Title:An Intracellular Tripeptide Arg-His-Trp of Serum Origin Detected in MCF-7 Cells is a Possible Agonist to β2 Adrenoceptor
Volume: 28
Issue: 10
Author(s): Hritik Chandore, Ajay Kumar Raj, Kiran Bharat Lokhande, Krishna Venkateswara Swamy, Jayanta Kumar Pal and Nilesh Kumar Sharma*
Affiliation:
- Cancer and Translational Research Lab, Dr. D.Y. Patil Biotechnology & Bioinformatics Institute, Dr. D.Y. Patil Vidyapeeth, Pune, Maharashtra 411033,India
Keywords:
Metabolites, serum, tripeptides, breast cancer cells, agonists, adrenergic receptor, molecular dynamic simulations.
Abstract:
Background: The need for agonists and antagonists of β2 adrenoceptor (β2AR) is warranted
in various human disease conditions, including cancer, cardiovascular and other metabolic
disorders. However, the sources of agonists of β2AR are diverse in nature. Interestingly, there is a
complete gap in the exploration of agonists of β2AR from serum that is a well-known component
of culture media that supports growth and proliferation of normal and cancer cells in vitro.

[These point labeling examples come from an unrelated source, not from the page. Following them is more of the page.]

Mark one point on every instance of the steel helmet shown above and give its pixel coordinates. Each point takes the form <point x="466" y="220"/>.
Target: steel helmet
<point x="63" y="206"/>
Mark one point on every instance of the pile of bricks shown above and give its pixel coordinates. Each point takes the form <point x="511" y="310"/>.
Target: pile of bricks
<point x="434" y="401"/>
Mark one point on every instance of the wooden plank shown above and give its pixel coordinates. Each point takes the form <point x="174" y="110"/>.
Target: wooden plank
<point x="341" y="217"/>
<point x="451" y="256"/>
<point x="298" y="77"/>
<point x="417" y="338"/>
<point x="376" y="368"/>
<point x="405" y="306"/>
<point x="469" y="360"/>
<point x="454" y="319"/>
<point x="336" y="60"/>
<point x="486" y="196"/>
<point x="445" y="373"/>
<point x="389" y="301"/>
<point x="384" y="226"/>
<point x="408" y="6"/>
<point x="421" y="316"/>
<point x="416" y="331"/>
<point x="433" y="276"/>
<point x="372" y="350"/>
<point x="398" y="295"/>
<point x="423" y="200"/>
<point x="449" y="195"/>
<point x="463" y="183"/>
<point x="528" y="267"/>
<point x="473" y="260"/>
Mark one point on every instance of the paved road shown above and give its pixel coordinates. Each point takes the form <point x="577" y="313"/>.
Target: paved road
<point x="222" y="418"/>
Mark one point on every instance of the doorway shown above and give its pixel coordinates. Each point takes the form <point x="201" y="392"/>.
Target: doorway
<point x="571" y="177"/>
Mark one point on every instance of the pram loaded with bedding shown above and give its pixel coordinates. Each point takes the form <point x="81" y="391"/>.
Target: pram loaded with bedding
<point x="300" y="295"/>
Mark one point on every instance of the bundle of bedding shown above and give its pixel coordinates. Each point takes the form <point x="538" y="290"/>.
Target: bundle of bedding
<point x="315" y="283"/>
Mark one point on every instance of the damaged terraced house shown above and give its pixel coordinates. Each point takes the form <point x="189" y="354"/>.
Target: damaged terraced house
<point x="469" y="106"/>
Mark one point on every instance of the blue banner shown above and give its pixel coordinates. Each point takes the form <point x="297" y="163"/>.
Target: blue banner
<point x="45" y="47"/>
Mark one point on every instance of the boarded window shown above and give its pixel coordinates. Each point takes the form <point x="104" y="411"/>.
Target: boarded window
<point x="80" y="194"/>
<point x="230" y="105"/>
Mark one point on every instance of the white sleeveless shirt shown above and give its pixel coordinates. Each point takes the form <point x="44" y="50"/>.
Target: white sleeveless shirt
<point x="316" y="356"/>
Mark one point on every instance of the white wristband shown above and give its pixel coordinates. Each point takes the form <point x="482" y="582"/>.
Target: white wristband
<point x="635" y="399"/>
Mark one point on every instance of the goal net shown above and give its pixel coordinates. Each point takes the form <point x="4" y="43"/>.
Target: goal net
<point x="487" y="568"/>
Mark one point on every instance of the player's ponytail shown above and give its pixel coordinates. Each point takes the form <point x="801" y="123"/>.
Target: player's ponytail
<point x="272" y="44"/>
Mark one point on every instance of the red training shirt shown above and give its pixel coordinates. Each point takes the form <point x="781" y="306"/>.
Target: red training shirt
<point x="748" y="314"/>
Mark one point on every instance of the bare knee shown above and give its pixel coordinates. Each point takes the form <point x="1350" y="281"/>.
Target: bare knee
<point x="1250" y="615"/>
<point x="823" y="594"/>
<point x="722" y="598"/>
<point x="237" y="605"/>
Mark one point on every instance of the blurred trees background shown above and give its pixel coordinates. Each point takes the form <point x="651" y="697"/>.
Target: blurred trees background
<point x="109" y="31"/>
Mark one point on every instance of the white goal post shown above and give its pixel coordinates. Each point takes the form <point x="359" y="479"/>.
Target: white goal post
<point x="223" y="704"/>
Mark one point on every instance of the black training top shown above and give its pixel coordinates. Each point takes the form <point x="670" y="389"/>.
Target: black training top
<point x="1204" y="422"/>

Methods: In this paper, we employed a novel vertical tube gel electrophoresis (VTGE)-assisted purification
of intracellular metabolites of MCF-7 cells grown in vitro in complete media with fetal
bovine serum (FBS). Intracellular metabolites of MCF-7 cells were then analyzed by LC-HRMS.
Identified intracellular tripeptides of FBS origin were evaluated for their molecular interactions
with various extracellular and intracellular receptors, including β2AR (PDB ID: 2RH1) by employing
molecular docking and molecular dynamics simulations (MDS). A known agonist of β2AR, isoproterenol
was used as a positive control in molecular docking and MDS analyses.
Results: We report here the identification of a few novel intracellular tripeptides, namely Arg-His-
Trp, (PubChem CID-145453842), Pro-Ile-Glu, (PubChem CID-145457492), Cys-Gln-Gln,
(PubChem CID-71471965), Glu-Glu-Lys, (PubChem CID-11441068) and Gly-Cys-Leu (PubChem
CID-145455600) of FBS origin in MCF-7 cells. Molecular docking and MDS analyses revealed
that among these molecules, the tripeptide Arg-His-Trp shows a favorable binding affinity with
β2AR (-9.8 Kcal/mol). The agonistic effect of Arg-His-Trp is significant and comparable with that
of a known agonist of β2AR, isoproterenol.
Conclusion: In conclusion, we identified a unique Arg-His-Trp tripeptide of FBS origin in MCF-7
cells by employing a novel approach. This unique tripeptide Arg-His-Trp is suggested to be a potential
agonist of β2AR and it may have applications in the context of various human diseases like
bronchial asthma and chronic obstructive pulmonary disease (COPD).